His spectators find this absolutely captivating. “He is convinced that anything is achievable,” says Top Gun co-producer Don Simpson. “And that is the core to Tom Cruise.”


The synopsis seems to be of a superman, such as those portrayed in Top Gun; and it precisely reflects the primary notion of Cruise’s reputation.

Disregard the accounts of his extreme organization and alleged aloofness – this is the real Cruise. His public persona was established on insubstantial, but it absolutely exceeded that of any other celebrity.

Cruise and Kingsley were not the only celebrities playing the game this way; they were merely the trailblazers.

Profiles of the most popular actors and actresses from the 1980s and ’90s–like Stallone, Roberts, Ford, Willis, Moore, Hanks, and even Madonna–were quite tame and polished compared to their counterparts from the previous two decades.

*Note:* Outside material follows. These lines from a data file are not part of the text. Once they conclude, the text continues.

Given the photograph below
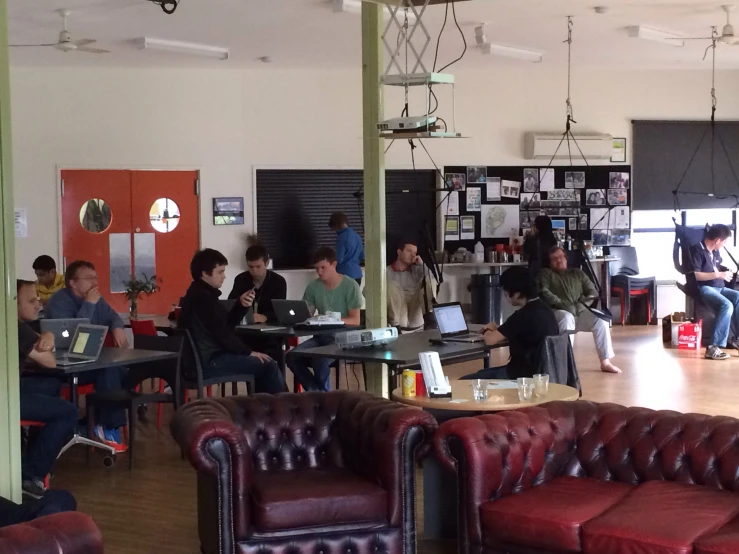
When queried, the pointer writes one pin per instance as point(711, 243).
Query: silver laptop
point(62, 329)
point(291, 312)
point(452, 324)
point(86, 346)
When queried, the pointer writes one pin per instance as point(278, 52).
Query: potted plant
point(136, 287)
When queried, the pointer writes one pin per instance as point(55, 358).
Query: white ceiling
point(307, 34)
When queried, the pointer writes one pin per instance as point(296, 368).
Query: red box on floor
point(689, 335)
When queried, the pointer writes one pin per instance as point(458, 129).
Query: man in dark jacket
point(212, 327)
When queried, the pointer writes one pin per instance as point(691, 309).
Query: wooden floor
point(152, 509)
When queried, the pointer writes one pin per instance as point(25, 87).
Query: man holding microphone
point(712, 277)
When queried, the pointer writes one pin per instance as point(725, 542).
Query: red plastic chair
point(146, 327)
point(634, 292)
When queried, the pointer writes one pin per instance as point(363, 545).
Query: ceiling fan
point(65, 42)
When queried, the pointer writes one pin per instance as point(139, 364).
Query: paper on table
point(493, 189)
point(468, 227)
point(451, 231)
point(474, 199)
point(452, 204)
point(620, 217)
point(546, 179)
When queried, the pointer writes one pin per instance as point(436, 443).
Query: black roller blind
point(294, 206)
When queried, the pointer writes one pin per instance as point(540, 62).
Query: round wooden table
point(502, 396)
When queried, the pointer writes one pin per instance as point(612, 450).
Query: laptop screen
point(450, 319)
point(87, 341)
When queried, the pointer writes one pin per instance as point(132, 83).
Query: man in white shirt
point(409, 293)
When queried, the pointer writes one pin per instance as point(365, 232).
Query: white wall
point(227, 122)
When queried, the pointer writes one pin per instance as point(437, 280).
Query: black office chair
point(557, 360)
point(130, 400)
point(190, 376)
point(627, 283)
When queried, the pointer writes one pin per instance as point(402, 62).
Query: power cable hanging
point(715, 133)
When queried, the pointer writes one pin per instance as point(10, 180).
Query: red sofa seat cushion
point(297, 499)
point(660, 517)
point(723, 541)
point(551, 515)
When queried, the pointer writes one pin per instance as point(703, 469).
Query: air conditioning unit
point(542, 146)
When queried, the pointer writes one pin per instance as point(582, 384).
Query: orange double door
point(132, 223)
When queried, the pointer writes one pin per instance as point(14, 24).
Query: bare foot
point(607, 367)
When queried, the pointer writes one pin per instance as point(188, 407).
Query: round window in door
point(95, 215)
point(164, 215)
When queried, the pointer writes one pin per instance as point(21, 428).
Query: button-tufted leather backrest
point(292, 431)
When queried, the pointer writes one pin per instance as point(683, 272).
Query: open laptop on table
point(86, 346)
point(62, 329)
point(452, 324)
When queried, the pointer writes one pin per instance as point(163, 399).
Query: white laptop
point(452, 324)
point(86, 346)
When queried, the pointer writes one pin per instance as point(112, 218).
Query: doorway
point(141, 223)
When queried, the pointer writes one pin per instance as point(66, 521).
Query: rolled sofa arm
point(64, 533)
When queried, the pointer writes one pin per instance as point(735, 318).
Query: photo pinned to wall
point(595, 197)
point(530, 180)
point(564, 194)
point(468, 227)
point(601, 238)
point(451, 228)
point(620, 237)
point(618, 197)
point(499, 221)
point(618, 181)
point(560, 231)
point(619, 151)
point(546, 179)
point(455, 181)
point(510, 189)
point(493, 189)
point(530, 201)
point(477, 174)
point(474, 199)
point(575, 180)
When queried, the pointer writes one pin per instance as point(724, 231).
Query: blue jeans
point(40, 401)
point(724, 303)
point(267, 375)
point(320, 378)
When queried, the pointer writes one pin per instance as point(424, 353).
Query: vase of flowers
point(136, 287)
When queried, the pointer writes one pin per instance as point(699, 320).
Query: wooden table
point(440, 493)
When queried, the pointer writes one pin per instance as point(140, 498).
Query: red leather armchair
point(595, 478)
point(312, 473)
point(65, 533)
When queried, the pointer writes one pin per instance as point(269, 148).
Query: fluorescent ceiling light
point(355, 6)
point(655, 35)
point(151, 43)
point(512, 52)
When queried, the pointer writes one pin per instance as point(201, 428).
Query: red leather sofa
point(65, 533)
point(594, 478)
point(312, 473)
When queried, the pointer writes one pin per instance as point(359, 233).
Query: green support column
point(374, 184)
point(10, 442)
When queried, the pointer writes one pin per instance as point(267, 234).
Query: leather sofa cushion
point(723, 541)
point(285, 500)
point(660, 517)
point(549, 516)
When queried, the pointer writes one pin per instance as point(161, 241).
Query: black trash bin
point(485, 290)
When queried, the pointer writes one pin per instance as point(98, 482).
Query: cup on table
point(541, 384)
point(525, 389)
point(480, 390)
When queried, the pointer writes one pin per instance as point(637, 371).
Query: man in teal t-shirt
point(331, 292)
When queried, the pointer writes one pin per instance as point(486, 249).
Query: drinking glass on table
point(541, 384)
point(525, 389)
point(480, 390)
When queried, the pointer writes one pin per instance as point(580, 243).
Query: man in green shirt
point(566, 290)
point(332, 292)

This shift was facilitated by Vanity Fair’s reboot in 1983 which used its cover and pages to tempt readers with the potential of risque content–such as Moore in a painted-on tux, Stallone’s nude Thinker pose, and Madonna in a pool floatie–only to be greeted with the usual platitudes and polished interviews within the magazine.

We have since developed a fondness for this era of celebrity culture, before the digital age and reality television, when stars still seemed to be larger than life. It is no coincidence that this was the same period of carefully crafted, yet dull, celebrity profiles.

According to Douglas McCollam in an article from the fall of 2012 in Columbia Journalism Review, the profile of Brando penned by Capote was a milestone in the establishment of the New Journalism and the rise of today’s pervasive celebrity culture.

McCollam explains that “the article featured a plethora of exclusive details, a candid style, and a literary approach to evaluating Brando’s persona; these elements together signified a crucial step in the development of celebrity journalism and the invasion of our current, full-immersion pop culture.”

McCollum is correct in his assessment that the current reality celebrity culture is characterized by unfettered intimacy and ‘real-life’ revelations.

Without this access to the so-called ‘pseudo-celebrities’, people would not be as captivated by their stories. On the other hand, Hollywood stars are usually portrayed as having extraordinary qualities, making them seem almost untouchable to the public.

Through publicity, however, they are brought down to Earth to avoid jealousy. In contrast, reality-TV stars are portrayed as being just like us, capitalizing on their ‘normal’ lives for the tabloids and television.

This access to their ‘being’ is what sustains their careers, and without it, their fame would disappear.

Capote’s breakthrough profile served as a catalyst for the current era of tell-all “intimacy” that is, in reality, just a postmodern imitation of the profiles from the silent and classic Hollywood era.

The digital age has made these profiles even more accessible and seemingly genuine, but in the end, they are just as manipulated as the fan magazines of the 1920s.

Despite the promise of real-life footage, what is actually delivered is much more like The Hills, where all that is revealed is the high production values of the channel it is aired on.

This type of coverage has whetted our appetites for the glimpses of truth that were brought to us by the New Journalism, but in the end, it is hollow and dissatisfying.

Ironically, this emptiness is the reason why so many of us can’t help but keep watching.

The effect of New Journalism was powerful, but it caused unease for many Americans, who provide the sustenance for the entertainment industry.

As the industry’s response to this situation is to regress to older approaches, the public will be exposed to dull, shallow celebrity profiles, and be tricked into assuming that these are genuine, healthy, or beneficial.